Le BooB a une tendance certaine et indéniable au centrisme sur les usagers. Mais n'allez pas croire que les soignants ne sont pas eux aussi parfois victimes de désagréments ou d'absurdités. Ils ne sont pas trop coucounés les gynobs ces temps-ci. Certains usagers les secouent dans leurs fondements théologiques, l'état les pousse à la radinerie et au rendement, et en même temps des agences comme la HAS ont la prétention de mettre en place des protocoles de contrôle de leur boulot. EPP ça s'appelle : Evaluation des Pratiques Professionnelles. Parmi les pratiques en première ligne pour l'évaluation, les échographies pendant la grossesse, dont on sait la qualité très fluctuante d'un praticien à un autre et pourtant fondamentale pour certains diagnostics.
Qu'à cela ne tienne s'était dit le Dr. Lenglet. Il s'y est lancé tout pétri de saine et naive volonté de s'améliorer. Evaluer les clichés d'échos c'est fon-da-men-tal, surtout pour mesurer correctement la clarté nucale au 1er trimestre (dépistage T21).
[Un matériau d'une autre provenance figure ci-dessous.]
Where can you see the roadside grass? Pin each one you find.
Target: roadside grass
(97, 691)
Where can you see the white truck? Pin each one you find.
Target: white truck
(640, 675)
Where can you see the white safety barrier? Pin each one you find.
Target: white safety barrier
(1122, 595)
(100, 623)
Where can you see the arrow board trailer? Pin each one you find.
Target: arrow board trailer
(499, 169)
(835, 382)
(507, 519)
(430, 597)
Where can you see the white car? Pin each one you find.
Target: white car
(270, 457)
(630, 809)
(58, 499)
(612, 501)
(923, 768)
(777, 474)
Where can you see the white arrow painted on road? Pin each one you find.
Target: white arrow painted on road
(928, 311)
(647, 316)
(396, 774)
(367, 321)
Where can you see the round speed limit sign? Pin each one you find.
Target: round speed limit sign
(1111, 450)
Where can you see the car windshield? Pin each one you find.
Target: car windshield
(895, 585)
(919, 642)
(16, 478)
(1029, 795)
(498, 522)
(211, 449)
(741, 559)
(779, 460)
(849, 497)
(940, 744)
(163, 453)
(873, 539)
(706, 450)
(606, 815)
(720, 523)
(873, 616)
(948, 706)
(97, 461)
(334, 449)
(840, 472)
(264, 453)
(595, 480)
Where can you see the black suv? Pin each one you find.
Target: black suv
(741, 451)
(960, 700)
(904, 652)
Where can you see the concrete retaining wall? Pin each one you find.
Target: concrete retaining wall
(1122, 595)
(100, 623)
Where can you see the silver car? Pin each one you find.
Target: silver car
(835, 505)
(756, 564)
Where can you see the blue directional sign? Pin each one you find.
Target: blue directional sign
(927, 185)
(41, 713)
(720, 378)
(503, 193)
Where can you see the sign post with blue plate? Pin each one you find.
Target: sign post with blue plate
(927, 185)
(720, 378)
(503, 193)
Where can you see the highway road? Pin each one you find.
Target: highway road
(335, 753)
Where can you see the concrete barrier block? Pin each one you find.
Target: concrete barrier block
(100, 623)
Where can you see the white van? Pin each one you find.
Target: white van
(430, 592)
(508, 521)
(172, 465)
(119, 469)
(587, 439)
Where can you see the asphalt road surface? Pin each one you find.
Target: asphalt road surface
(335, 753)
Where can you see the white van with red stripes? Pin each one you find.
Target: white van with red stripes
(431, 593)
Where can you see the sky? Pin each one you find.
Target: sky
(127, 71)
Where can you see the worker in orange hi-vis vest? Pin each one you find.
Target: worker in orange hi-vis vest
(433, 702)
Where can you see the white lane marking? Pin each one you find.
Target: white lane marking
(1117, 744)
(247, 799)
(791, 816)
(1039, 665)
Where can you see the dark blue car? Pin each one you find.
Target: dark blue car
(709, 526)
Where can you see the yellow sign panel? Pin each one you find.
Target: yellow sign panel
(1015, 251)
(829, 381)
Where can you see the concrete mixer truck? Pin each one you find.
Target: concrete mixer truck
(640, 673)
Et voilà ce qui lui est tombé dessus :
" Suite à une 1ère EPP concluante d'échographie obstétricale sur l'échographie du 1er trimestre en 2008, j'ai décidé de poursuivre dans l'évaluation continue de cette pratique, somme toute novatrice et motivante, avec une deuxième évaluation en 2009 ... et je reçois un mail un peu gêné du Dr FRIES du CFEF, m'avertissant qu'ils n'ont pu procéder à mon évaluation sur ma série de 30 clichés de T1, sans rémunération faute de financement ... en clair, on réclame 75 Euros aux gynécologues obstétriciens sérieux et désireux d'être évalués (comme on nous le recommande ... à tous niveaux) ... pour se faire évaluer sur la qualité de leur travail !! Non seulement il faut prendre le temps de garder et d'envoyer ces 30 clichés numérisés, non seulement faut-il avoir le courage de se prendre une éventuelle remarque quant à la qualité de son travail, mais en plus, désormais, il faut le payer de sa poche ..."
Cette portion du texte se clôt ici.